My own observations show that there are only few content providers, who compress their traffic.
I would mention Oracle as the leader, which covers a significant percent
of its on-line documentation with gzip compression.
On Yahoo there are few pages gzipped only.
Even the US governmental sites do not use content compression. Why?

It is well known, that the success of the content compression depends on quality of both sides
of the request-response transaction.
Since on server side we have 6 open source modules/packages for web content compression (in alphabetic order):

 ·Apache::Compress
 ·Apache::Dynagzip
 ·Apache::Gzip
 ·Apache::GzipChain
 ·mod_deflate
 ·mod_gzip

the main problem deals with fact that some buggy web clients
declare the ability to receive
and decompress gzip data in their HTTP requests, but fail to keep promises
when the response arrives really compressed.
I would not consider the efforts of browser vendors sufficient these days.
Traditionally they do not care enough to inform the network community about their
decompression bugs, and necessity to patch.
Indeed, the content providers traditionally have to care about their web clients
adjusting own server side code.
And it is a very common problem for any of mentioned compression modules.

Basically, we could benefit from the extraction of the client fix-up conditions
out of each data compression module.
It would be convenient to have only one fix-up
module, common to all compression handlers. It should help to

 ·Share specific information;
 ·Simplify the control of every compression module;
 ·Wider reuse the code of the requests' correction;
 ·Simplify the upgrade of clients bug correction code.

Let's see how the Apache architecture helps to solve the problem.

  Note: This approach does not require the immediate reengineering
        of existent compression modules.

=head1 COMMON APPROACH

Content compression details were standardized since HTTP/1.1 (see rfc2068).
In accordance with the main idea, the client initially has to submit
the header C<"Accept-Encoding: E<lt>listE<gt>"> within the data request
to allow server to reply (to the current request) with appropriately compressed data.

It's implied, that the server should refrain from replying with the data compressed,
when the header C<"Accept-Encoding"> is missed,
or when no one type of available compressions matches the provided list.

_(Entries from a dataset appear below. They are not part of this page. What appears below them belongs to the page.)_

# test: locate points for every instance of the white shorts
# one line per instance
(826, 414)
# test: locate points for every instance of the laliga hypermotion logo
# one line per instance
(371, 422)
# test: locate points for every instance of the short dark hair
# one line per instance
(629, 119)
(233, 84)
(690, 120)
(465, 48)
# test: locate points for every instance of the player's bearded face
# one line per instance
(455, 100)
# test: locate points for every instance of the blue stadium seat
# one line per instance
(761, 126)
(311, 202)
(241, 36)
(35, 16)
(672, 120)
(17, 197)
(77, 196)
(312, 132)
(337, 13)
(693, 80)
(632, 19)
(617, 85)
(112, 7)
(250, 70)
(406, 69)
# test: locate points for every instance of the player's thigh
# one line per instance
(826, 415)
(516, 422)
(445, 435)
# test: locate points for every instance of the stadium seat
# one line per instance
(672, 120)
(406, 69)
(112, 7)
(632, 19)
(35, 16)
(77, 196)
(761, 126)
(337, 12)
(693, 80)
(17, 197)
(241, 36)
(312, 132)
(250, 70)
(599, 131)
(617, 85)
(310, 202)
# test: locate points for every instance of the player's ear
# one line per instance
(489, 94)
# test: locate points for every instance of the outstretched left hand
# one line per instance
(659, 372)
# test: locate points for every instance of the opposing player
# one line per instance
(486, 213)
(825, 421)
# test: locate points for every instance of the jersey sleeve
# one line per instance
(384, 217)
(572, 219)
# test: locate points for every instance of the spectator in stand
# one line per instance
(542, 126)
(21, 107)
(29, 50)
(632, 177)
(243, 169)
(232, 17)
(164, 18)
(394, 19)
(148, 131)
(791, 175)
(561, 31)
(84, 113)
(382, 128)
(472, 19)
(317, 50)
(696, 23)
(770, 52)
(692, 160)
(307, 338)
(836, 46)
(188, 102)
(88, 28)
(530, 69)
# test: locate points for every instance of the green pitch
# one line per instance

According to our definition, the buggy web client is a guy who
declares the ability to receive
and decompress gzip data in HTTP requests, but fails to keep promises
when the response arrives really compressed.
Dealing with buggy web clients we may say, that those guys
just send the header C<"Accept-Encoding"> improperly (because they'd better never do that).
Fortunately, we can fix this up for them in most cases
editing C<$r-E<gt>header_in('Accept-Encoding')> appropriately prior to implementation
of our favorite compression handler.

Any early stage of the request proccessing is good for that as
long as the following stages do not alter this header.
The Fix-Up stage is the most appropriate in terms of Apache architecture.
It is the last perl hook followed by the content generation phase.

=item 

Remark 1: There are still few (old experimental) HTTP/1.0 clients
capable to decompress some modern compression formats.
Should we count on them providing compression for HTTP/1.0 sometimes?
I have good reasons to refrain from doing that.

Remark 2: Being lucky to use mod_perl for integration projects,
I'm wondering about extra complexities (we might face in future),
resulted from the use of extended CGI/1.1 in real applications.
Definitely, CGI/1.1 does not make our life easier...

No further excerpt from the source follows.